Frequently asked questions
- What is a strangle on PWZ?
- A strangle on PWZ is the strangle strategy applied to PWZ (etf). The strategy is structurally neutral / high-volatility (long premium, OTM): A long strangle buys an OTM call and an OTM put at offset strikes, cheaper than a straddle but requiring a larger underlying move to profit since both wings start out-of-the-money.
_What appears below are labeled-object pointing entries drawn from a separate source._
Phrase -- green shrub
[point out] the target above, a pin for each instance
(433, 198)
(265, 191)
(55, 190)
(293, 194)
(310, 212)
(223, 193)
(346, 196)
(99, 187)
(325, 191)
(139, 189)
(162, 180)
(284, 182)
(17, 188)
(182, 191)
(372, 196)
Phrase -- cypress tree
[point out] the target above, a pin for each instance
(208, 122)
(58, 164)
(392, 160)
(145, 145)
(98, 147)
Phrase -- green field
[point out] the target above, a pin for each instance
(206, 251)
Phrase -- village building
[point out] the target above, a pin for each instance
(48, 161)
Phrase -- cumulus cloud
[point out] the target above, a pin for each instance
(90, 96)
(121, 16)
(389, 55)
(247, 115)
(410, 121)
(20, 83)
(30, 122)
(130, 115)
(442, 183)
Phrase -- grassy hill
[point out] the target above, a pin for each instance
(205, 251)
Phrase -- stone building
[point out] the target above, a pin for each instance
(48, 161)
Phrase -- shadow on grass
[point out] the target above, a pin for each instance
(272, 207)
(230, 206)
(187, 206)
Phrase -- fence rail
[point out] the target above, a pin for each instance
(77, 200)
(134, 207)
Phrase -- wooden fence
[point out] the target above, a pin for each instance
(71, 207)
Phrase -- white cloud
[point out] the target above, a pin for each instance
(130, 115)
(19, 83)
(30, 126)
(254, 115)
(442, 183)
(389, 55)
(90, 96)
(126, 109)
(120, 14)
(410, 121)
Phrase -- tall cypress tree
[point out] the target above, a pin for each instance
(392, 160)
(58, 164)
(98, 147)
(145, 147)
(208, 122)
With PWZ etf trading near $23.97, the strikes shown on this page are snapped to the nearest listed PWZ chain strike and the premiums come straight from the end-of-day bid/ask midpoint.
- How are PWZ strangle max profit and max loss calculated?
- Upside max profit is unbounded; downside max profit is bounded at the put strike minus the combined debit (reached at zero). Max loss equals the combined debit times 100 (reached anywhere between the two OTM strikes). Two breakevens at call-strike plus debit and put-strike minus debit. For the PWZ strangle priced from the end-of-day chain at a 30-day expiry (ATM IV 29.90%), the computed maximum profit is unbounded per contract and the computed maximum loss is unbounded per contract. Live intraday quotes will differ as the chain moves through the trading session.
- What is the breakeven for a PWZ strangle?
- The breakeven for the PWZ strangle priced on this page is no defined breakeven on the modeled curve at expiration, derived from end-of-day chain premiums. Breakeven is the underlying price at which the strategy's P&L crosses zero ignoring transaction costs and assignment risk. The current PWZ market-implied 1-standard-deviation expected move is approximately 8.57%; if the move sits well outside the breakeven distance, the structure's risk-reward becomes correspondingly tighter.
- When should you consider a strangle on PWZ?
- Strangles on PWZ are the cheaper cousin of the straddle - traders use them when they want a large directional move but are willing to give up the inner-strike sensitivity in exchange for a lower up-front debit on the PWZ chain.
- How does current PWZ implied volatility affect this strangle?
- PWZ ATM IV is at 29.90% with IV rank near 18.04%, which is on the low end of its 1-year range. Premium-buying structures (long call, long put, debit spreads) are relatively cheap in this regime; premium-selling structures collect less credit per unit risk.